B16

27.9K 1K 311
                                    

Haksızlıktı.

Bu haksızlıktı

Tek kelime ile haksızlıktı.

Kendisi sadece daha iyi eğitim alsın diye İngiltere'ye gitmişti. Üstelik sevmediği bir bölümde okumak için. Kardeşi ise hayalindeki bölümü okuyordu, İzmir gibi güzel bir yerde hem de. Ayrıca kendisinin bundan haberi olmuyordu. Resmen ondan saklamışlardı, İngiltere'deyken annesine Canberk'in hangi bölüm okuduğunu sorduğunda annesi İşletme demişti.

Sinirle direksiyonu kavradı. Gözleri yoldaydı, kafası başka yerdeydi. Üstelik oldukça hızlı gidiyordu. Yapacağı büyük bir hata ölümüne sebep olabilirdi.

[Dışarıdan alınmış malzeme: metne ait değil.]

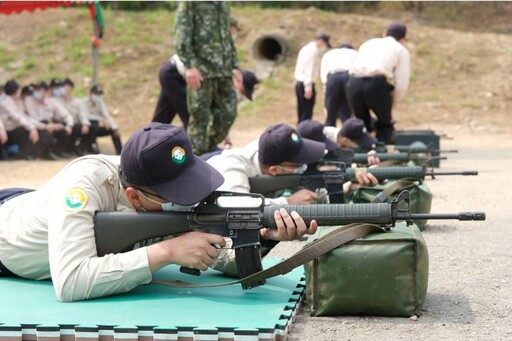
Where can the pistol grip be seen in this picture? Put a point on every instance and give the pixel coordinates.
(193, 272)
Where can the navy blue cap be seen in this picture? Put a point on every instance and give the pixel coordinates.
(249, 80)
(159, 157)
(314, 130)
(396, 30)
(355, 130)
(282, 143)
(96, 89)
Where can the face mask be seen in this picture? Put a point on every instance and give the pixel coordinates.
(169, 206)
(300, 169)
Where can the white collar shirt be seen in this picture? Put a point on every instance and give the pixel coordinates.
(336, 60)
(306, 68)
(384, 57)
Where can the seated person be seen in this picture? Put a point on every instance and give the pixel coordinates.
(31, 137)
(48, 233)
(44, 109)
(102, 124)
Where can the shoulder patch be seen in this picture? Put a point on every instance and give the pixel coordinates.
(76, 199)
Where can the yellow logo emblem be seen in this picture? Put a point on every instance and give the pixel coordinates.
(76, 199)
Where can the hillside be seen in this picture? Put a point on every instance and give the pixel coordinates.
(461, 80)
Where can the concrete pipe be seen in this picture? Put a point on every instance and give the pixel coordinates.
(270, 47)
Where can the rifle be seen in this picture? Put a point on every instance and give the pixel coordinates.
(223, 214)
(314, 179)
(415, 148)
(349, 156)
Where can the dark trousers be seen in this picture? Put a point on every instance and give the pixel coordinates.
(173, 96)
(304, 106)
(336, 102)
(27, 149)
(373, 93)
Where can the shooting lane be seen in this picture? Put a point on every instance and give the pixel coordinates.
(154, 312)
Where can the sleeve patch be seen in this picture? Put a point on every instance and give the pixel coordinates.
(76, 200)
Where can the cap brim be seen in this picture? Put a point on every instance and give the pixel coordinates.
(248, 93)
(192, 186)
(331, 145)
(367, 141)
(310, 151)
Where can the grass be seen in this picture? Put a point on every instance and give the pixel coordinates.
(448, 66)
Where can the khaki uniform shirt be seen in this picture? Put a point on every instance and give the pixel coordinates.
(237, 165)
(13, 117)
(49, 233)
(98, 112)
(49, 110)
(77, 110)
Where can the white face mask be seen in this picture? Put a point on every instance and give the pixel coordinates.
(95, 98)
(169, 206)
(37, 95)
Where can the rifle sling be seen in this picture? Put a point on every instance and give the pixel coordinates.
(320, 246)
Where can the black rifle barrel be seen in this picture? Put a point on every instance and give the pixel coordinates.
(342, 214)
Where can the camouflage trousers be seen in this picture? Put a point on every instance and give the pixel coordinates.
(212, 110)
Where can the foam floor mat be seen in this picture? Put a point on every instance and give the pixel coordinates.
(31, 311)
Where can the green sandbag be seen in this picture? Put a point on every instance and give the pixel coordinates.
(382, 274)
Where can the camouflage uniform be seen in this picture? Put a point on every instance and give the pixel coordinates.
(203, 41)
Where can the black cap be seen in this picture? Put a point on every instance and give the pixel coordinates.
(282, 143)
(159, 157)
(27, 90)
(97, 90)
(346, 46)
(56, 82)
(355, 130)
(396, 30)
(326, 38)
(68, 81)
(10, 87)
(249, 80)
(314, 130)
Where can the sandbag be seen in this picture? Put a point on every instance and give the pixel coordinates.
(382, 274)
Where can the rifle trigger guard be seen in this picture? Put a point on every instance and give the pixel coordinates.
(405, 213)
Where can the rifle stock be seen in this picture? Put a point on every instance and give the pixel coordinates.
(117, 232)
(314, 178)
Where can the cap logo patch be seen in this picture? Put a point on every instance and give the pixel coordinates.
(178, 155)
(295, 138)
(76, 199)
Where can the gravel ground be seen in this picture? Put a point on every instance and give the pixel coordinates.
(469, 290)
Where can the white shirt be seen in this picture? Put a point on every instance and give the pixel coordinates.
(336, 60)
(306, 68)
(49, 232)
(237, 165)
(384, 57)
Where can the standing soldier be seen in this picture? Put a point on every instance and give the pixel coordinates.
(80, 120)
(208, 52)
(379, 79)
(306, 73)
(101, 123)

"Abi biraz yavaş olabilir misin?"

Göktuğ hızını yavaşlatırken göz ucuyla kardeşine baktı.

"Karışma bana." dedi.

Canberk'in haklı olduğunu biliyordu. Yine de ona laf sokmaya çalışmaktan geri durmuyordu.

"Arabamda kaldı orada."

Göktuğ derin bir iç geçirdi. Koyun can derdinde kasap et derdinde...

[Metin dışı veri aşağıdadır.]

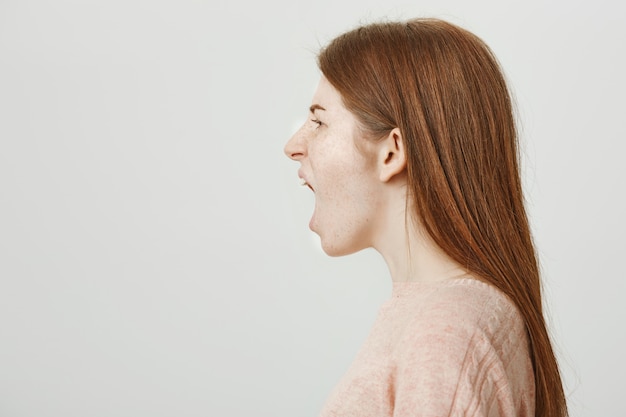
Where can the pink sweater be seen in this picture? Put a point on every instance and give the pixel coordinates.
(454, 348)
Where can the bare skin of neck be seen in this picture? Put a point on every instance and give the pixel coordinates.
(410, 254)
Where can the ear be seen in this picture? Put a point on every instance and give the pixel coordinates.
(392, 156)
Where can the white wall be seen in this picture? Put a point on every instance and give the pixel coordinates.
(154, 253)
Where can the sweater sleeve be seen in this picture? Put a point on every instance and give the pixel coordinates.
(464, 357)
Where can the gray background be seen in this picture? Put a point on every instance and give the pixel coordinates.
(155, 258)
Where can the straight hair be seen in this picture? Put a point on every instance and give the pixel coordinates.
(443, 88)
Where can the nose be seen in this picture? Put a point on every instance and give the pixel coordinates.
(296, 147)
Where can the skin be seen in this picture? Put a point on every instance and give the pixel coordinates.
(360, 191)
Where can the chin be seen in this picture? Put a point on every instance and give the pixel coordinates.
(333, 249)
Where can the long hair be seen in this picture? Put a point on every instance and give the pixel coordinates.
(443, 88)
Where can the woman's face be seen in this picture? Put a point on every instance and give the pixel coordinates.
(342, 177)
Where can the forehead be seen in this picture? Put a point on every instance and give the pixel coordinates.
(328, 97)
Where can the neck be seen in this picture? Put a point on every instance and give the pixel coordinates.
(410, 253)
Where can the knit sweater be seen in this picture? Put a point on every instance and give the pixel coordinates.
(453, 348)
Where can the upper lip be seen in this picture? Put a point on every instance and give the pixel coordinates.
(306, 182)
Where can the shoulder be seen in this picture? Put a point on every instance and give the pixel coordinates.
(464, 346)
(465, 308)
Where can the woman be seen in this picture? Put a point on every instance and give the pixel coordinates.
(411, 149)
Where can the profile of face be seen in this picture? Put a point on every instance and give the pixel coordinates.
(343, 176)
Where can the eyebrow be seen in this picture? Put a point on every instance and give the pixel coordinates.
(316, 107)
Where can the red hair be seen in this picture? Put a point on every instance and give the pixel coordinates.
(443, 88)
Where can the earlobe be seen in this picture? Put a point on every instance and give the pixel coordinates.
(392, 155)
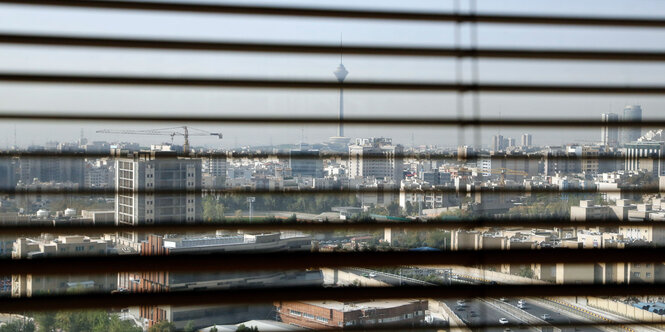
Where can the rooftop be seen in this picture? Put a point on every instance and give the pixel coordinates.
(352, 306)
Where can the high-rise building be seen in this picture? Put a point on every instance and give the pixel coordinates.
(305, 162)
(632, 133)
(609, 135)
(511, 142)
(213, 165)
(498, 143)
(645, 156)
(376, 157)
(340, 73)
(527, 140)
(139, 179)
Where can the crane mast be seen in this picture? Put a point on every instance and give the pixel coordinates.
(172, 132)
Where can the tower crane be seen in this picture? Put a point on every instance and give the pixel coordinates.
(184, 131)
(505, 171)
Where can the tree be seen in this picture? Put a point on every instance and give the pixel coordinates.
(18, 326)
(189, 327)
(162, 326)
(46, 321)
(117, 325)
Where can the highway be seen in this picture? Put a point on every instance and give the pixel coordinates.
(558, 316)
(476, 312)
(473, 313)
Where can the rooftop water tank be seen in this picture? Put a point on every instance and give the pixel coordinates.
(70, 212)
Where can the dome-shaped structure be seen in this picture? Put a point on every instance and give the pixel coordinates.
(341, 73)
(70, 212)
(42, 213)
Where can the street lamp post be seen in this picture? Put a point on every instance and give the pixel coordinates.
(569, 322)
(250, 200)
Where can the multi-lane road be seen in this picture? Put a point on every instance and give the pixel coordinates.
(479, 313)
(558, 318)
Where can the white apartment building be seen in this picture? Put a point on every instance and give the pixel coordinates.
(376, 157)
(139, 180)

"Merak etme birini gönderip aldırırım. Ayrıca annem seni arabasız koymaz merak etme, altımdaki arabayı sana verir. Beni işe yürüyerek gönderir."

Canberk isyan edercesine:

"Abartma. Annem seni asla..." Sözünü tamamlayamadan Göktuğ lafını bıçak gibi kesti.

"Canberk sen farkında değilsin ama nedense bu ailede her zaman fedakarlık gösteren benim."

Canberk ses çıkarmadı. Şüphesiz ki abisine söyleyeceği her laf ona katbekat misli ile cevap vereceği kesindi.

"Alvina'ya da rezil olduk. Bir çocuk gibi azar işittim."

Evin garaj kapısı açılırken Göktuğ gözlerini Canberk'e dikti. Gözlerinde vahşi pırıltı vardı.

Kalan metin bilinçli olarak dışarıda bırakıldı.